Monday, October 19, 2009

Rachael Matchett

When I am reading school books, or books that have a lot of information in them, I highlight everything that I think is important. Highlighting allows me to review the material without having to reread the entire chapter or section. I know when something is important if it is in bold lettering or if it is italicized. Vocabulary is something that I always highlight to either get the definition from the reading or for my reference to go and look it up in the dictionary. Lists of different things are also important to highlight. However, they can be deceiving. I always make sure to read through the lists just to make sure the points are not obviously stated above or that they have no relevance to what I am reading. I learned in school how to decipher different kinds of texts and how to determine which information is important. Even though teachers have taught me this, it was important that I practice myself in order to understand. Some people take notes and others make webs, but I enjoy highlighting. Once in a while I will type out my notes if I need it for a test or quiz. Sometimes, teachers give you handouts or study guides on what is going to be on the test or paper. If I receive one of those, then I make sure to find the answers in the book and then either write them out or type them. However, I do not think this is real learning. Just trying to go and find the answer and then memorize the facts is pointless. I will forget them within a week after. I would much rather write a paper on a topic that I enjoy then to just take a quiz or test.

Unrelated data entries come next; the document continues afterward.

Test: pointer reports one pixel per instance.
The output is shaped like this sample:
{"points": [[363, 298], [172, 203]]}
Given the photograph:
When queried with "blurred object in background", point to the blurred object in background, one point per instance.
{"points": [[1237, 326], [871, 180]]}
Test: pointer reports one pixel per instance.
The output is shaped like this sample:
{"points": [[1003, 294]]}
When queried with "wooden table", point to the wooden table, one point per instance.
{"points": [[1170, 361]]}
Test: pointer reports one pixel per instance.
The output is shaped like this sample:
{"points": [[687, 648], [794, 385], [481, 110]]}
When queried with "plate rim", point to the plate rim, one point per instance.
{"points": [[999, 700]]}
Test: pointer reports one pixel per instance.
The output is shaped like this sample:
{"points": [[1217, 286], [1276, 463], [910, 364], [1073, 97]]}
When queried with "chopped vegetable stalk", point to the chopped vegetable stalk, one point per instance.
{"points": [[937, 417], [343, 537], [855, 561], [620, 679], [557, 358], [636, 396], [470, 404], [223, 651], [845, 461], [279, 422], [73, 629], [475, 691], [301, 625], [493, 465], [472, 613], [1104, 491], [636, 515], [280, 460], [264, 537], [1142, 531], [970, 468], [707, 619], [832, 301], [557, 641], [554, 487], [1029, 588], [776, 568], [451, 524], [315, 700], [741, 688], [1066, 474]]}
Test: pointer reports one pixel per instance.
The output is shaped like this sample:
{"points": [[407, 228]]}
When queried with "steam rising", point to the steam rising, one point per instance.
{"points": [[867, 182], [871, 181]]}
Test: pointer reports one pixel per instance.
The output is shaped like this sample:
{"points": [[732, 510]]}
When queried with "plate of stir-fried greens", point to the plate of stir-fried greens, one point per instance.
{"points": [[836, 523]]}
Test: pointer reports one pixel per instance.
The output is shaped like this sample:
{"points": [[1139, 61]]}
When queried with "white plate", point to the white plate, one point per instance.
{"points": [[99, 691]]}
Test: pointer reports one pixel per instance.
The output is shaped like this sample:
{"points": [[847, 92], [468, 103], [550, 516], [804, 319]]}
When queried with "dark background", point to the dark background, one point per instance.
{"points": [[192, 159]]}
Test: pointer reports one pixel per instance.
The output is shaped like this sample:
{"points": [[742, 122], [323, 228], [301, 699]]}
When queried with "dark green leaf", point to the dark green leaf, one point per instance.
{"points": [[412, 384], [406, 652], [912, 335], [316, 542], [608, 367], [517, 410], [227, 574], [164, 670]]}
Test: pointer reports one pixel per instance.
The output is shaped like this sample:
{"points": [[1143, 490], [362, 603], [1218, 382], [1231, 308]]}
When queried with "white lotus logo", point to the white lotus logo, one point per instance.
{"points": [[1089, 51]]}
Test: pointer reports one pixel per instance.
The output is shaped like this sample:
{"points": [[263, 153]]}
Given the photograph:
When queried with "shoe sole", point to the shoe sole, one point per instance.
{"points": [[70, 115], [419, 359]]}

I enjoy reading books that I find interesting. When I am forced to read some material, it makes me not want to do it at all. When I read, I talk to myself in my head. I read the words out loud to myself in my head, but I also paint a picture of the scene and the characters. This inner dialogue was not learned until I was a bit older. As a child, I would read out loud to myself or my peers. I had not yet learned that I could read to myself in my head. This process has made my reading much quicker and easier for me to understand.